80 000 camions affectés
Ces rassemblements, convoqués sur les réseaux sociaux, ont entraîné d'importants embouteillages, notamment à la frontière franco-espagnole. Les autorités françaises ont pris dans la matinée des mesures de stationnement obligatoire pour les poids lourds.
A Malaga (Andalousie), l'accès au port a été brièvement bloqué pour le deuxième jour consécutif, d'après la mairie.
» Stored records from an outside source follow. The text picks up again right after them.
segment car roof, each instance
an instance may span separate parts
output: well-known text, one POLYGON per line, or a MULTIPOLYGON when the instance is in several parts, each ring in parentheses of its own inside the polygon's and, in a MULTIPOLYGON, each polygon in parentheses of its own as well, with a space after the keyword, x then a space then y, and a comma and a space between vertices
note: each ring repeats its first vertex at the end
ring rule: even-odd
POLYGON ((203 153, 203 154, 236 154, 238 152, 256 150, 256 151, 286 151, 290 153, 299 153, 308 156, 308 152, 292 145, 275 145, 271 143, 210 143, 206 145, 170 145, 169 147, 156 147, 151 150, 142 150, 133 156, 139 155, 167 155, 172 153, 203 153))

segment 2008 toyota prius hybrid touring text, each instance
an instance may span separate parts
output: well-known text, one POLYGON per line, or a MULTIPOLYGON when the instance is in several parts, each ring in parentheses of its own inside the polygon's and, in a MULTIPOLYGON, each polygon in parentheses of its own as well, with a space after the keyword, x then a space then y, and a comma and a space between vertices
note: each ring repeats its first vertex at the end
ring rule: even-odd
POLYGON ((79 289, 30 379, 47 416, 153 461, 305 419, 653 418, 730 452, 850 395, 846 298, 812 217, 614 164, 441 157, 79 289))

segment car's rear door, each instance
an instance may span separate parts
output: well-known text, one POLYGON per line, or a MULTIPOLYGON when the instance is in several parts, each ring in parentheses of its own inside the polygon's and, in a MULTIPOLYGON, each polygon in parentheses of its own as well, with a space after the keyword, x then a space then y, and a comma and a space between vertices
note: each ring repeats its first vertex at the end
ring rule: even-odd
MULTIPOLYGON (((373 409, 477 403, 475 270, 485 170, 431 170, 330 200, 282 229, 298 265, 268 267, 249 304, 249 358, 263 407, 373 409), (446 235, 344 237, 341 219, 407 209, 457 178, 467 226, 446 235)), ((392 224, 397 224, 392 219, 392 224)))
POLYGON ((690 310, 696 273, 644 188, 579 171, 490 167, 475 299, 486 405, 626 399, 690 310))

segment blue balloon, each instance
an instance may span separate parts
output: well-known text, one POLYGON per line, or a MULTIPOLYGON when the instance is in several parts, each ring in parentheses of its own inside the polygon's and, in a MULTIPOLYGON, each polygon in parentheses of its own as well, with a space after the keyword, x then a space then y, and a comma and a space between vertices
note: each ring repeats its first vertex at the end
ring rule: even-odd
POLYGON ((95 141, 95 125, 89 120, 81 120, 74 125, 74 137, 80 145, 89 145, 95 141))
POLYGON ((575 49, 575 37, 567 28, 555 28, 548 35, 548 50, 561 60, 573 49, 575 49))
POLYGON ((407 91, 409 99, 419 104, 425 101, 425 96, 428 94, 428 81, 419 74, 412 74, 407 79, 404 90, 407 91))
L'accès au port de Castellon, dans la région de Valence (Est), a lui aussi été entravé, avant que la police ne disperse les manifestants.
Cette nouvelle journée de manifestation a suscité pour la première fois des tensions avec les forces de l'ordre, notamment à Grenade (Sud), où plusieurs agriculteurs ont été interpellés après des échauffourées, selon des médias locaux.
Dans un communiqué, la Confédération espagnole du transport de marchandise (CETM) a demandé « des mesures pour éviter » que le secteur soit « otage des manifestations ». « Nous comprenons » les agriculteurs, mais les « victimes » du mouvement sont « les entreprises », a-t-il insisté.
Un message relayé par Fenadismer, autre fédération de transporteurs, qui a évalué à 80 000 le nombre de camions affectés par les blocages, et l'impact financier du mouvement à 120 millions d'euros.
« Main tendue »
Bien qu'ils ne soient pas à l'origine de ces rassemblements, les trois principaux syndicats agricoles (Asaja, Coag et UPA) ont dit partager les inquiétudes exprimées par les manifestants, et elles ont appelé à d'autres manifestations dans les prochains jours.
Les agriculteurs espagnols, à l'instar de leurs collègues européens, dénoncent une politique européenne trop complexe, des normes trop contraignantes, des prix trop bas et la concurrence jugée déloyale des produits étrangers importés dans l'UE.
« Ce sont des problèmes que nous avons soulevés » depuis longtemps « sans obtenir de réponses adaptées », a souligné mercredi, sur la radio publique, Marcos Alarcón, secrétaire général de l'UPA, qui a appelé à l'« unité » face aux appels à manifester en ordre dispersé.
Interrogé mercredi au Parlement, le Premier ministre socialiste Pedro Sánchez a assuré être « aux côtés des agriculteurs » et mis en avant les efforts déjà réalisés pour soutenir le secteur, notamment face à la sécheresse à laquelle est confronté le pays.
Le chef du gouvernement s'est par ailleurs engagé à améliorer la loi de 2021 sur la chaîne de valeur alimentaire pour empêcher que les agriculteurs espagnols ne vendent leurs produits à perte, et à simplifier la mise en oeuvre de la politique agricole commune (Pac).
Lors d'une rencontre avec des journalistes mercredi soir, le ministre de l'Agriculture Luis Planas a reconnu que la situation était « complexe », tout en répétant être dans une logique de « dialogue » et de « main tendue » envers les manifestants.
L'Espagne, souvent qualifiée de « potager de l'Europe », est le premier exportateur européen de fruits et légumes. De nombreuses exploitations y sont néanmoins en difficulté en raison notamment de la sécheresse qui sévit depuis trois ans dans le pays.